The lack of accountability for Israel’s actions, evidenced by the U.S. vetoing UN resolutions and continuing arms sales, creates a perception that the state can “get away with whatever it wants.” This impunity fuels anger among global working-class communities, particularly in the Global South, where people see parallels between their own exploitation and the suffering in Gaza. The Boulder attacker’s actions, while indefensible, reflect this broader resentment against a system that prioritizes imperialist agendas over human lives.

The incident in Boulder also highlights how class dynamics shape responses to global conflicts. The victims, ranging from 52 to 88 years old, were part of a community event in an affluent college town, advocating for a cause tied to Israeli state interests. Meanwhile, the attacker, an individual on the margins of U.S. society, appears to have acted out of a sense of solidarity with Palestinians, however violently misdirected. This clash underscores how imperialist conflicts abroad, rooted in the exploitation of resources and labor, reverberate in local settings, pitting marginalized individuals against those perceived as aligned with oppressive systems.

The capitalist system thrives on such divisions, deflecting class solidarity into ethnic or religious antagonisms. Instead of uniting against the ruling elites who fund and perpetuate wars, communities are fractured by narratives of “antisemitism” or “terrorism.” While the Boulder attack was labeled antisemitic by politicians and mainstream media, framing it solely as a hate crime, risks obscuring the systemic issues at play. The real enemy is not Jewish or Palestinian people but the ruling classes; Israeli, American, and global, who profit from war and occupation. Arms manufacturers like Lockheed Martin and Raytheon profit from U.S. military aid to Israel, while real estate and energy interests eye Gaza’s reconstruction as a lucrative opportunity. Meanwhile, working-class communities, whether in Boulder or Gaza, face the fallout: violence, displacement, and economic precarity.

Condemning the Boulder attack means rejecting violence against civilians, but it also requires addressing why such acts happen.

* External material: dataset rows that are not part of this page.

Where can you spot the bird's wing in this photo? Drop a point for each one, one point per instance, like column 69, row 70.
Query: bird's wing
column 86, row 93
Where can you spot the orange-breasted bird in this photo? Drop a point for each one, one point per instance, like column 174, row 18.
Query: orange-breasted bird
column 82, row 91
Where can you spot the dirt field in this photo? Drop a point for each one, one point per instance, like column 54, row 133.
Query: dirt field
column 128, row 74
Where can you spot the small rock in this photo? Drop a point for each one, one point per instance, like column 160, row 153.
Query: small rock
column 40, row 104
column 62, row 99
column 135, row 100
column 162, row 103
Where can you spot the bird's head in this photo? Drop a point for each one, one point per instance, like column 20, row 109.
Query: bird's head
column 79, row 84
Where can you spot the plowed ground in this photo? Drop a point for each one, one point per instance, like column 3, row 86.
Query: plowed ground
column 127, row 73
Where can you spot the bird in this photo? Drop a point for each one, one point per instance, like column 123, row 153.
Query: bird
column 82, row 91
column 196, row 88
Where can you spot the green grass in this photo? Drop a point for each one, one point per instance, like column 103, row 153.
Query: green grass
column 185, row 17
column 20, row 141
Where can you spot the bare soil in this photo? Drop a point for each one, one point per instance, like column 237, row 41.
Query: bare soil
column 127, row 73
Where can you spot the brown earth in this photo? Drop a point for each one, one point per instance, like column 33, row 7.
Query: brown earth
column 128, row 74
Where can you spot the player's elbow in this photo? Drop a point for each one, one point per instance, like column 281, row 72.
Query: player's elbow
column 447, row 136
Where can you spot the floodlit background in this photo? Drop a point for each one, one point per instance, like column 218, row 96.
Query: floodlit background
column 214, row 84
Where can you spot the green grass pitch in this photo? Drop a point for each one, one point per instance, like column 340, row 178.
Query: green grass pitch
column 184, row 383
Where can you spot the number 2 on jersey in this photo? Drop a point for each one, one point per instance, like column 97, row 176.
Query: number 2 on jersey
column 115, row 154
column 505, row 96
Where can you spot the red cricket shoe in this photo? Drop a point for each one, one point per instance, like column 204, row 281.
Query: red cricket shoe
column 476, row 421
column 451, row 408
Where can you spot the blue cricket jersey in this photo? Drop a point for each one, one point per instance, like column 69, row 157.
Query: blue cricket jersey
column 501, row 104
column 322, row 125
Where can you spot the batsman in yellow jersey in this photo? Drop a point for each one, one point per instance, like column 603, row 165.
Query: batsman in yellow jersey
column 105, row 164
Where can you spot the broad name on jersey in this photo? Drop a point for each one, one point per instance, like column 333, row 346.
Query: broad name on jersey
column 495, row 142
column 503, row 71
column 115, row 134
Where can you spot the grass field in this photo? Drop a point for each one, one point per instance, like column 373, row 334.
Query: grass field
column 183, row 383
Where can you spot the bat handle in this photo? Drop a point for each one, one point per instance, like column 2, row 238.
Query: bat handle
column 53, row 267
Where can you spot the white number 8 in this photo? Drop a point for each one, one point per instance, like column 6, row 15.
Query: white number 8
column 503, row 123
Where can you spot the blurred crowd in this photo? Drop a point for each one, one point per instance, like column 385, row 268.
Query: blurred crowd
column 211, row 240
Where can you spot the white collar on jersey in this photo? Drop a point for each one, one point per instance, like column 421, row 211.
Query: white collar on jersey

Israel’s destruction of Gaza, enabled by Western support, creates conditions where desperation festers. Solidarity with Palestinians means advocating for an end to Israel’s blockade, military occupation, and displacement policies, while also condemning violence against civilians, whether in Boulder or Gaza. It requires building movements that unite working-class people across identities to challenge the global ruling class, from arms manufacturers to state leaders, who perpetuate these cycles of destruction. Only through collective action can we dismantle the systems that fuel such tragedies and create a world where no one feels driven to such desperate acts.